Сержант Николаев пишет бумагу со всей искренностью, двоедушничать – не в его нраве, ему хочется, чтоб этот бородатый человек остался его трудом доволен и чтоб крепость Рассыпная без пролития крови подчинилась ему.
«Кто же сего моего указа не послушает, тот сам узнает праведный гнев противникам моим».
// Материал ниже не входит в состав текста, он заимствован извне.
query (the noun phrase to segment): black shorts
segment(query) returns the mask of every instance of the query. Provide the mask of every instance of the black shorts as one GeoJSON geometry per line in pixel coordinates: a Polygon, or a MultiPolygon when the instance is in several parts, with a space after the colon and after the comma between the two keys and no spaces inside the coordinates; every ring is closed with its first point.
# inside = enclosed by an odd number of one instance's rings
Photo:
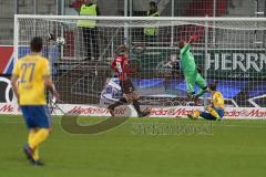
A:
{"type": "Polygon", "coordinates": [[[133,86],[133,84],[130,80],[121,81],[120,86],[121,86],[121,90],[124,94],[130,94],[130,93],[133,93],[135,91],[135,88],[134,88],[134,86],[133,86]]]}

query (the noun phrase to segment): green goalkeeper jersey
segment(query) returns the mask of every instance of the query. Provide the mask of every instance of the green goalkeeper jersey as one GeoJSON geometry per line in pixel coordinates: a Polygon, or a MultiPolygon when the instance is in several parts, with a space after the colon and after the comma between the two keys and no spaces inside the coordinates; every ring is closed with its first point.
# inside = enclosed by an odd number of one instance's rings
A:
{"type": "Polygon", "coordinates": [[[196,64],[194,55],[190,51],[191,43],[187,43],[180,53],[181,56],[181,67],[185,75],[192,74],[196,71],[196,64]]]}

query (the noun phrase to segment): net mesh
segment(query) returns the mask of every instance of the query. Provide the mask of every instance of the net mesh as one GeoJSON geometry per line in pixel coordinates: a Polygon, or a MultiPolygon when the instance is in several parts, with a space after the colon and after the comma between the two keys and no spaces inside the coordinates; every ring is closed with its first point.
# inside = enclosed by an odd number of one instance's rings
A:
{"type": "MultiPolygon", "coordinates": [[[[191,48],[196,64],[208,83],[217,84],[226,105],[266,106],[266,21],[99,19],[92,28],[80,28],[78,22],[19,19],[19,58],[30,52],[33,37],[42,37],[43,55],[51,61],[64,103],[109,105],[119,100],[122,92],[110,62],[116,48],[126,44],[131,65],[140,67],[132,82],[142,105],[193,106],[176,45],[196,34],[191,48]]],[[[201,98],[202,104],[204,97],[209,95],[201,98]]]]}

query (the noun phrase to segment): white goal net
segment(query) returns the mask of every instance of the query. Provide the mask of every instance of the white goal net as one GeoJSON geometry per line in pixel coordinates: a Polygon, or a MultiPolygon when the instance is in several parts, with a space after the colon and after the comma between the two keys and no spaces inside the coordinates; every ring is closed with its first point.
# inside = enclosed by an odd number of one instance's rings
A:
{"type": "MultiPolygon", "coordinates": [[[[65,104],[117,101],[122,92],[110,62],[126,44],[131,64],[140,66],[132,82],[141,105],[194,106],[177,43],[196,34],[191,48],[196,64],[207,83],[216,83],[227,107],[266,107],[265,19],[17,15],[14,27],[17,59],[30,52],[33,37],[43,38],[43,55],[65,104]]],[[[203,95],[201,105],[208,98],[203,95]]]]}

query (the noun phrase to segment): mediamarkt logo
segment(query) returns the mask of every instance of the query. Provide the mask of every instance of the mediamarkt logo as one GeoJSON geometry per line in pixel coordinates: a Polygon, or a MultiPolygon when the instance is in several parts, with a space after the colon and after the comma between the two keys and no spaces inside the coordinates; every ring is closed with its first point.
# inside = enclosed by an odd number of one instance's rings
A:
{"type": "Polygon", "coordinates": [[[264,53],[208,53],[206,69],[234,71],[242,70],[260,72],[266,66],[266,54],[264,53]]]}
{"type": "MultiPolygon", "coordinates": [[[[115,108],[115,114],[124,114],[125,108],[121,107],[121,108],[115,108]]],[[[109,114],[109,110],[106,108],[102,108],[102,107],[82,107],[82,106],[74,106],[73,108],[71,108],[69,112],[69,114],[109,114]]]]}

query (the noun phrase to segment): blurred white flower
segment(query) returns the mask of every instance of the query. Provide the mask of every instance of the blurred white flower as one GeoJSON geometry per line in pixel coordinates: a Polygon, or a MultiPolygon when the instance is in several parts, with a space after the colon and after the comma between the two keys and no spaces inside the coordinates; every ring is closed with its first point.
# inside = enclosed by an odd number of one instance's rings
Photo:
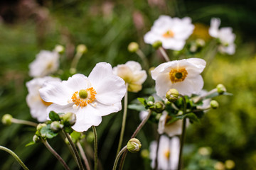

Окончив, оба молодца направились к государю. Но было уже поздно: стоявшие у крыльца на карауле казаки повернули их обратно:
– Не приказано пущать. Его величество почивают.
Когда Пугачёв ушел на покой в отведенную ему спальню, новая полковница, Стеша, услала своего мужа на тот конец улицы, к дьяконице, за дрожжами – завтра, мол, гостей на дорогу пирогами придётся угостить.
И только новый полковник за ворота, Стеша опрометью вверх по лестнице: надо же царю-батюшке оправить изголовье.
Комендант Рассыпной крепости, майор Веловский, «возмутительного» Пугачёвского листа не принял. И как стали приближаться Пугачёвцы, он открыл по ним огонь из ружей. Но защитников крепости было весьма мало.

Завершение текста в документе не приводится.